Replace the binaryData: cacerts value in the existing ConfigMap of the Cloudera AI Workbench with the binaryData: cacerts value from the new workbench. The simplest way to perform this replacement is through the Cloudera Embedded Container Service UI. This data is a large base64-encoded string. To verify the new TLS certificate, decode the string and inspect its content using the OpenSSL tool:
```
  kubectl get configmap private-cloud-ca-certs-pem-2 -n [***new CAI workbench namespace***] -o yaml | grep cacerts | awk '{print $2}' | base64 -d > decoded-private-cloud-ca-certs-pem.pem
     while openssl x509 -noout -text; do :; done < decoded-private-cloud-ca-certs-pem.pem
```
Restart pods in the existing workbench. Restart the ds-cdh pod in the old namespace. Additionally, restart any other pods in the old namespace that fail to come up automatically.
Delete the temporary workbench. After confirming that the old Cloudera AI Workbench is functioning correctly with the updated certificate, delete the temporary workbench.

By following these steps, you can successfully update the TLS certificate for Cloudera AI while ensuring minimal disruption to your existing workbench.

DSE-39287: Job configuration update error:

The job
            accelerator label ID is not of a valid type

You may encounter the error,

The job accelerator label ID
            is not of a valid type

when attempting to update a job. This issue prevents editing jobs through the UI. However, you can avoid recreating the job by performing the update through the API.

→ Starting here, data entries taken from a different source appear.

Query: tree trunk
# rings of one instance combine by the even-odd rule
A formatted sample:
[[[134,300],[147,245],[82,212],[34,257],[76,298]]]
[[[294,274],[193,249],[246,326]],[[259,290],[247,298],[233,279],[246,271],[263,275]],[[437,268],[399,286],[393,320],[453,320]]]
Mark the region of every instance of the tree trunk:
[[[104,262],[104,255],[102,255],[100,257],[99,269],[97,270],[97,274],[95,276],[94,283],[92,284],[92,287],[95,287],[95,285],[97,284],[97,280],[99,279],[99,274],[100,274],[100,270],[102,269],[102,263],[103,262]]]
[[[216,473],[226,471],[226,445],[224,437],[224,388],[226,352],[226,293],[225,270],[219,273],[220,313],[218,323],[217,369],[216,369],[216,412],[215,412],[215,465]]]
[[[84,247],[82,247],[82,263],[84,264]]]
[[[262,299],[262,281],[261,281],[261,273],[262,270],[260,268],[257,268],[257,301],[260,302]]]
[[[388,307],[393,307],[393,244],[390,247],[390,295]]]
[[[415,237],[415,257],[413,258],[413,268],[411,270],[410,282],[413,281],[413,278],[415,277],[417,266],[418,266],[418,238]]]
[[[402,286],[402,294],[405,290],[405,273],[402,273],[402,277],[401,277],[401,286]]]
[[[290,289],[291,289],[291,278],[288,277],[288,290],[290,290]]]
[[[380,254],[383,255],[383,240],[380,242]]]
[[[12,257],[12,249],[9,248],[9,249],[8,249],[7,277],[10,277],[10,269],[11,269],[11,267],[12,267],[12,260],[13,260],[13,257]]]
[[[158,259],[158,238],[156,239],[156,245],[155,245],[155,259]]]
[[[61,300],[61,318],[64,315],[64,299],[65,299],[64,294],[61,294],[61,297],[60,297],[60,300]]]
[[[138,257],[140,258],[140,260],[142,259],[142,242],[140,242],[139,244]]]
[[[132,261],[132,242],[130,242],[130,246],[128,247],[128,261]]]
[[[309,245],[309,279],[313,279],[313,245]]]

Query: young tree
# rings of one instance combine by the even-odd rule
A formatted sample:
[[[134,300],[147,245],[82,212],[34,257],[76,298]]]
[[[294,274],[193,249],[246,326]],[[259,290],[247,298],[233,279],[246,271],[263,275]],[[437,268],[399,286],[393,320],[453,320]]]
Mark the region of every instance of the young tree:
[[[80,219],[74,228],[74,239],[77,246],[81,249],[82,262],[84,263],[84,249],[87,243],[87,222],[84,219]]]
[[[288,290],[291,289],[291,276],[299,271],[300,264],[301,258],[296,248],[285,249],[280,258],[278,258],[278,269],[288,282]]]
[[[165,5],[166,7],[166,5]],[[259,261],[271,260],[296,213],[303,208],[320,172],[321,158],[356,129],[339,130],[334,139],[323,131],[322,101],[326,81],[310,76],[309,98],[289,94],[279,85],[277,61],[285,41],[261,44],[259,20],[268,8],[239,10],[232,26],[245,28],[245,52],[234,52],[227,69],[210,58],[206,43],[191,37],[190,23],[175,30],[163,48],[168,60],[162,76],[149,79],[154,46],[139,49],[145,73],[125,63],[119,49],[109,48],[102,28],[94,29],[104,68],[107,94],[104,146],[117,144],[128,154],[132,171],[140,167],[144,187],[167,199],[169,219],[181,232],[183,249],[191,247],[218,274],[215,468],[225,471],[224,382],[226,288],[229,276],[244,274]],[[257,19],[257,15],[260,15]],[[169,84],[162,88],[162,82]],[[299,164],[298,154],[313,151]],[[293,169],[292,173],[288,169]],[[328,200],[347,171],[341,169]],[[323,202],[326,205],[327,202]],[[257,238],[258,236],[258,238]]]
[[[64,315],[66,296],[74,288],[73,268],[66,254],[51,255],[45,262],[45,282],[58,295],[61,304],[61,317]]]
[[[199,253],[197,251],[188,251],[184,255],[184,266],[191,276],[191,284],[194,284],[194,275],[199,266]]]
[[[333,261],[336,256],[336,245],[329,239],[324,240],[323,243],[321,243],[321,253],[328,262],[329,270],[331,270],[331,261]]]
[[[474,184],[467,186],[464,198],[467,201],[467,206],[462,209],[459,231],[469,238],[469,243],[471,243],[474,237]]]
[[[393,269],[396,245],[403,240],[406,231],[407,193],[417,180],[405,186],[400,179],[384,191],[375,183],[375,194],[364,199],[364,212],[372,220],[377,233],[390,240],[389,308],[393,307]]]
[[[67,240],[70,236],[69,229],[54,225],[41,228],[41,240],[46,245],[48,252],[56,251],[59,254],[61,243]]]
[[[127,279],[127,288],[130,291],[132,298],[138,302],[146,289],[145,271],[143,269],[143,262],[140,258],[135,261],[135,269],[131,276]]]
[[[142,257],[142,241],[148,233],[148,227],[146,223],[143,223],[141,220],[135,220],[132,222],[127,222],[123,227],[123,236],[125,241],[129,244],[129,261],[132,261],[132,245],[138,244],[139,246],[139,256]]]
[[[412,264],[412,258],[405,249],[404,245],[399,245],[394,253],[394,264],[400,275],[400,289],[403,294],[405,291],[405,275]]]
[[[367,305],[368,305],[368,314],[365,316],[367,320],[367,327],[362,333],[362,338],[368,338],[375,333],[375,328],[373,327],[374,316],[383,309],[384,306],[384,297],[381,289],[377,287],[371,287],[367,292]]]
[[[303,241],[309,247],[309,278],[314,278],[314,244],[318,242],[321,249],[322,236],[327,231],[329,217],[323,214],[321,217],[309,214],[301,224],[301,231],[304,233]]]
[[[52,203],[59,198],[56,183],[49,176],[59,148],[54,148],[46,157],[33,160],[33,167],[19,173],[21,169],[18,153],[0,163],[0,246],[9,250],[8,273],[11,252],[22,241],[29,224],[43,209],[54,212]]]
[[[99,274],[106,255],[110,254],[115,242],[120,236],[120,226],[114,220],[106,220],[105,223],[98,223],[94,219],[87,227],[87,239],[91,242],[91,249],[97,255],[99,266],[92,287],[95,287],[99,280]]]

DSE-41898: Workload accelerators should have only one database entry for a given GPU type

Restarting Cloudera Embedded Container Service nodes creates duplicate entries in the node_labels database table for the same GPU type. This results in duplicate GPU registrations appearing under Site Administration > Runtime > Workload Accelerators and similarly, duplicate entries appear in the Resource Profile > GPU Type dropdown menu when launching a session. Selecting a duplicate GPU entry while launching a session triggers the error: This accelerator has been removed.

Workaround:

Access the db-0 pod and specify the Workbench name:

kubectl exec db-0 -ti -n [***WORKBENCH NAME***] -c db - - psql -U sense

Check the existing entries in the node_labels table:
```
sense=# SELECT * FROM node_labels;
```

Delete inactive entries:

DELETE FROM node_labels WHERE availability = FALSE;

DSE-12064: Terminal remains functional after web session times out

The Cloudera AI terminal remains active even after the Cloudera AI web session has timed out.